Benutzer, welche sich diesen Thread anschauen:

Oh nein, wie können es diese Familien nur wagen alles erdenklich mögliche zu tun um ihren entführten Angehörigen zu helfen...
Es geht nicht um die Familien, dass die jede Chance nutzen wollen ist mir klar. Es geht darum wie Deutschland leichtfertig Staatsbürgerschaften verteilt, sogar in Abwesenheit, während eines Schadenfalls. Ob die Leute Bezug zu Deutschland haben ist völlig egal.
 
Es geht nicht um die Familien, dass die jede Chance nutzen wollen ist mir klar. Es geht darum wie Deutschland leichtfertig Staatsbürgerschaften verteilt, sogar in Abwesenheit, während eines Schadenfalls. Ob die Leute Bezug zu Deutschland haben ist völlig egal.

Sprechen wir jetzt hier von Versicherungsbetrug, oder darum Menschenleben mit allen erdenklich möglichen Mitteln zu retten?
 
Sprechen wir jetzt hier von Versicherungsbetrug, oder darum Menschenleben mit allen erdenklich möglichen Mitteln zu retten?
Diese Leute lassen sich nur einbürgern um sofort eine staatliche Leistung abzurufen, insofern ist der Vergleich zu einer Versicherung nicht all zu weit hergeholt.

Und grundsätzlich: Kann man nicht helfen ohne gleich jedem einen dt. Pass in die Hand zu drücken?
 
Diese Leute lassen sich nur einbürgern um sofort eine staatliche Leistung abzurufen, insofern ist der Vergleich zu einer Versicherung nicht all zu weit hergeholt.

Also nur nochmal für mich: wir sprechen hier schon davon, dass da Menschenleben auf dem Spiel stehen?

Und grundsätzlich: Kann man nicht helfen ohne gleich jedem einen dt. Pass in die Hand zu drücken?

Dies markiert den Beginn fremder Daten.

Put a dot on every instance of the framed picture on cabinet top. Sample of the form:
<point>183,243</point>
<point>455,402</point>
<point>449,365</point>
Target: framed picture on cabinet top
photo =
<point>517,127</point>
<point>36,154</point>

Keine Ahnung, wie das rechtlich zu bewerten ist, aber ich denke schon, dass es einen Unterschied macht, ob ich mich als Land für meine Staatsbürger einsetze, oder für die Staatsbürger eines anderen Landes.
 
Es geht nicht um die Familien, dass die jede Chance nutzen wollen ist mir klar. Es geht darum wie Deutschland leichtfertig Staatsbürgerschaften verteilt, sogar in Abwesenheit, während eines Schadenfalls. Ob die Leute Bezug zu Deutschland haben ist völlig egal.
Was ist das wieder für ein würdeloser Unfug?
Erstens, Deutschland vergibt nicht "leichtfertig" Staatsbürgerschaften und es ist auch nicht "völlig egal" ob die zu Einbürgernden "Bezug zu Deutschland haben".
Es ist klar geregelt wer Anrecht auf den deutschen Pass hat und wer nicht. Die Vergabe erfolgt auf dieser Grundlage, die auch faktisch überprüft wird. Und es gibt in jedem Fall - und in diesem ist es selbstverständlich kein Stück anders - einen Bezug zu Deutschland, denn die für die Staatsbürgerschaft berechtigten Personen bzw. ihre Familie sind Deutsche - bzw. sind es gewesen, bis die Nationalsozialisten neu definiert haben wer Deutscher sein kann und wer nicht. Hier wird also nur Recht wiederhergestellt, das im Nationalsozialismus auf die schlimmste Art und Weise verwehrt wurde:

Antragsberechtigt sind:

Personen, die im Zusammenhang mit Verfolgungsmaßnahmen aus politischen, rassischen oder religiösen Gründen in der Zeit vom 30.01.1933 bis zum 08.05.1945.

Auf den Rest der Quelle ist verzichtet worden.